As we sit in stillness and awareness of this moment, let us realize this great gift. Let us restore and heal our mother earth  and honor her for how she has fed us and sheltered us. We thank her for granting all the raw materials we need to apply our human ingenuity to transform into tools for better living.

She has not failed us and continues to give generously. Let us pledge never to fail her.

divine feminine
Photo credit link – The Divine Feminine and Return of the Sacred Wisdom of Creation

Amen.

(a prayer/meditation to honor the divine feminine, handwritten by mexi minnesotana on March 1, 2018, transcribed March 2, 2018.)

What are you making it mean?

One of the things I have discovered as I have developed a daily practice of meditation is that my mind does not sit still very willingly.

I used to confuse meditation with the idea that you must empty your mind of thoughts. Maybe some well-trained and long-practiced gurus can do this, but I am not at that level. What I *can* do however, is pay attention to my thoughts. If I use a mantra for meditation, like “ease of being” or pay attention to the breath, or scan the body, I inevitably get distracted, and my mind starts doing what it does so well, thinking and churning away.

But then I realize I have gone away from the intention for that practice, gently bring the mind back, and begin again. In the beginning, I think I used to get annoyed with myself – how did I get distracted so easily and so quickly?!? The more I learned and studied I realized that it was much better to view this with compassion. As Jon Kabat-Zinn would say: it’s not a problem, or a mistake that you got distracted. This is just what minds do. When you notice you have gone off, just bring it back. That is the very essence of the practice.

Wow. What a relief. I’m not doing it wrong. Dan Harris, wrote 10% Happier, uses the metaphor that meditation is like a “bicep curl” for the brain. The process of bringing the mind back, many many times, is what helps you grow in the practice, and to develop mastery over your mind.

presence of mind
Photo credit link – YouTube with Alan Watts on Presence of Mind

As I developed in my practice, I began to see places where my mind would create and invent stories upon hearing communication from someone else. And my mind is inventive about this, thought it has a very story-lines it seems to prefer. For example, if I heard a benign comment from my husband about something that struck me in an emotional way, I would stew about it, and use it to feel bad.

But if I used the approach, recommended by coaches and therapists to echo back what I had heard (“you plan to go cut some wood after work”), and said, “what I’m making that mean is that you want some time away from me, you are tired of spending time with me.” Typically that is not what he meant at all, and he would correct the invented story that was running through my head. By saying it out loud, and declaring my interpretation, I was able to clarify that HE did not mean that, my own mind was inventing a story that was creating hurt. 

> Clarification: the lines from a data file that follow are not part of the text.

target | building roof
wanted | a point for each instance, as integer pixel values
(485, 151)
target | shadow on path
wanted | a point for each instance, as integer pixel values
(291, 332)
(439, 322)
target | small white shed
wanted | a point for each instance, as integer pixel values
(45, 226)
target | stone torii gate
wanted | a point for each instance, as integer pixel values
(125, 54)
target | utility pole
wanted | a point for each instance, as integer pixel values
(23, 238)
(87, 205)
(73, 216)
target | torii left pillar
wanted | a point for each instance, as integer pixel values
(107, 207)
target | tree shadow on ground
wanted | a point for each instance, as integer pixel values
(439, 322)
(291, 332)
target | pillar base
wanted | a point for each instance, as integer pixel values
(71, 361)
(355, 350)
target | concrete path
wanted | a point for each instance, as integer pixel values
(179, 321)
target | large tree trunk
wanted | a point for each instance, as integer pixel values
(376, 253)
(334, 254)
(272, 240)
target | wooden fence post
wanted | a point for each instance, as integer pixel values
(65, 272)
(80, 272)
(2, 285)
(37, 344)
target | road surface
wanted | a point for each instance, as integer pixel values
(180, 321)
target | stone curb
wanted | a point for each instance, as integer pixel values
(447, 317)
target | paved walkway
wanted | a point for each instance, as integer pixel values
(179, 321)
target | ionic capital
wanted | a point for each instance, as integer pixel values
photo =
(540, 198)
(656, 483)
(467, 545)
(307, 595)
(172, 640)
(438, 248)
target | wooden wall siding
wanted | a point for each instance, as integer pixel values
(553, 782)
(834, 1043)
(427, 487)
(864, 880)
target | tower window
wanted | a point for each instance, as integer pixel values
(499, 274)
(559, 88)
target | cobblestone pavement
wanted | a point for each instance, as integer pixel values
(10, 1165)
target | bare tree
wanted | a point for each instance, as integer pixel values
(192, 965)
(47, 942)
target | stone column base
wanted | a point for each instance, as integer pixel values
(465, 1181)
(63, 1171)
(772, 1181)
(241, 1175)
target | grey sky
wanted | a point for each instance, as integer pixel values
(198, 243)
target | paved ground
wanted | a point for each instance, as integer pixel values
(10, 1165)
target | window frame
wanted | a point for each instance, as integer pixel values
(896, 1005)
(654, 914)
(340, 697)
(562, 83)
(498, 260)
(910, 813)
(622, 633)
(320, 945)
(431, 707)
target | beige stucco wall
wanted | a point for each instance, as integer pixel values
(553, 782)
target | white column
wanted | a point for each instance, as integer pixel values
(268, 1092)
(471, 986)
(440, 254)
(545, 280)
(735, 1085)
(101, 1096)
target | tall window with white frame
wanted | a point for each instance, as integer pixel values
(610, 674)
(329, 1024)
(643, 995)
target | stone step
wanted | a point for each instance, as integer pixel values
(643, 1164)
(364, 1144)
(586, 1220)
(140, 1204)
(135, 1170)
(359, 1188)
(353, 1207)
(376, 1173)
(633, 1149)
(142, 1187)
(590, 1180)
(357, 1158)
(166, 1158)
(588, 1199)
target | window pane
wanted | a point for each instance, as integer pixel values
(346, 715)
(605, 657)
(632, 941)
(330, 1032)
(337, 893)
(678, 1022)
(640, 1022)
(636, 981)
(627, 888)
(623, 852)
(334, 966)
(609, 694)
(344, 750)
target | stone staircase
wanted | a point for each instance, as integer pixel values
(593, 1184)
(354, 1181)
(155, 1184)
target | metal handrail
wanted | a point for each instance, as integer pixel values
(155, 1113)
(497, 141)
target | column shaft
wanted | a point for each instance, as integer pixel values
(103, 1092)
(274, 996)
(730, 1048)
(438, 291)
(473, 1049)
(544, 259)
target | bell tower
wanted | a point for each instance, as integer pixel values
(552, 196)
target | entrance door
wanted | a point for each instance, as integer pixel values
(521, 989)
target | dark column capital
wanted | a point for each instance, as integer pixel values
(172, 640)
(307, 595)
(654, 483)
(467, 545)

So have learned to do this more often in general, not always out loud, depending on the context. But sometimes I will examine a particular comment or issue that is bothering me, and ask myself “What am I making it mean?” to allow myself to stop and take some distance, realize that my mind is programmed to make sense of the world, and so often jumps to whatever conclusion fits its usual story-line. When I question that thought, I realize that might not be the case at all. The objective facts or circumstance presented itself and my mind took the next “logical” step, which may not be logical at all.

Our minds are pretty sneaky, and we sometimes buy into these stories as though they are reality. These stories create an emotional state, and if they are habitual, we typically forget to question them. But it is worth stopping now and then, examining them, asking ourselves if we really know that thought is true. Or is it just a projection? Is it just a story-line that we have thought so many times, we believe it to be true?

We then understand that these thoughts are optional, and we may learn to let go of them more easily, to hold them lightly instead of tightly. There is so much freedom in that, and so much less drama. What are you making it mean?